Brazilian journalist and television presenter

Lucas Mendes Campos (born 4 May 1944) is a Brazilian journalist and television presenter. He was awarded the Maria Moors Cabot Award, the oldest international journalism awards in the United States. In 2015 Campos was one of the 5 recipients of the award for outstanding reporting on the Americas because of his work dedicated to promoting dialogue and democracy in the Americas.

==Biography==
Campos was born in Belo Horizonte, Minas Gerais state. He studied at the Military College of Belo Horizonte. Lucas made a career in Rio de Janeiro, where he moved in 1965 to work in the Bloch magazines, such as the extinct Manchete magazine. In 1968, he became correspondent for the group in New York when he moved there to take a course.

==Career==
In 1975 he was hired by Rede Globo, of which he was an international correspondent from 1985 to 1990. From 1990 to 1992 he worked behind the scenes for Rede Record.
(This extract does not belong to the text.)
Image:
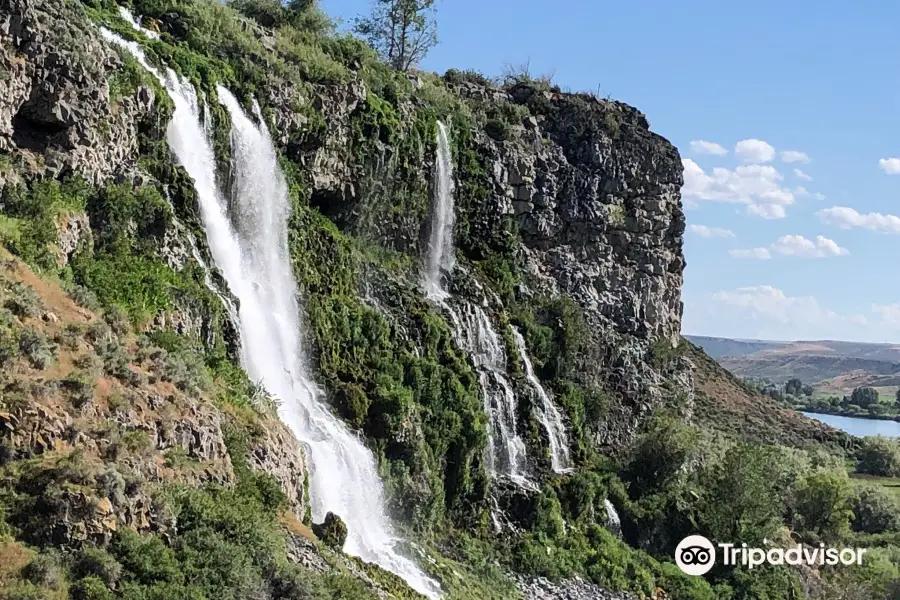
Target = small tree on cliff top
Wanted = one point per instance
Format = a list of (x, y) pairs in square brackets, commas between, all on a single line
[(402, 31)]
During his career at Globo's New York office, he covered memorable events with stories for Jornal Nacional, Jornal da Globo, Fantástico and Globo Repórter, as the exclusive interview with Robert Gallo, one of the scientists who identified the AIDS virus, the Falklands War, John Lennon's Murder, Challenger Space Shuttle Accident, Watergate Case, and Presidential Inauguration of American Presidents Jimmy Carter (1977) and Ronald Reagan (1981).
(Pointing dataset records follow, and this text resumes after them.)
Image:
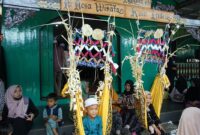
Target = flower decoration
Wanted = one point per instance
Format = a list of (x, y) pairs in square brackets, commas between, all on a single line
[(98, 34), (148, 33), (158, 33), (87, 30)]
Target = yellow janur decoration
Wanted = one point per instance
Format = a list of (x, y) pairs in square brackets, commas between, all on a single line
[(161, 82)]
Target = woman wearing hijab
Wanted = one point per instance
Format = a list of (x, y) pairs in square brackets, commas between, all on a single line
[(19, 110), (130, 120)]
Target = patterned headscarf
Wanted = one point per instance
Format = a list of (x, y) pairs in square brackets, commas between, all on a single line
[(16, 108)]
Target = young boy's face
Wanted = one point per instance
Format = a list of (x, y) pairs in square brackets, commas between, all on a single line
[(51, 102), (17, 93), (127, 87), (92, 111)]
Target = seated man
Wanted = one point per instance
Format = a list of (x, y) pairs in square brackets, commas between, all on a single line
[(116, 116), (130, 120)]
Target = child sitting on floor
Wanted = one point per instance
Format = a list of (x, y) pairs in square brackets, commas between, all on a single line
[(52, 115), (152, 119), (92, 122)]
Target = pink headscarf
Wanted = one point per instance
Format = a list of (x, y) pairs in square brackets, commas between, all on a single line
[(16, 108), (189, 122)]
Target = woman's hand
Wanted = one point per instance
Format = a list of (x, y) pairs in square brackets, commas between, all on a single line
[(30, 117), (158, 132)]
The coverage of Carter's presidential inauguration, which mobilized dozens of professionals, many from Brazil, was the first major coverage, produced by Globo journalism, of which he was a part.

Interviews with key personalities also marked his career. In his resume, there are talks with filmmaker Woody Allen, boxer Muhammad Ali and Palestinian leader Yasser Arafat.

In 1993 he created the Manhattan Connection program for Globosat's GNT, where he continues today as a presenter and executive editor. He also writes periodic columns for the BBC Brazil.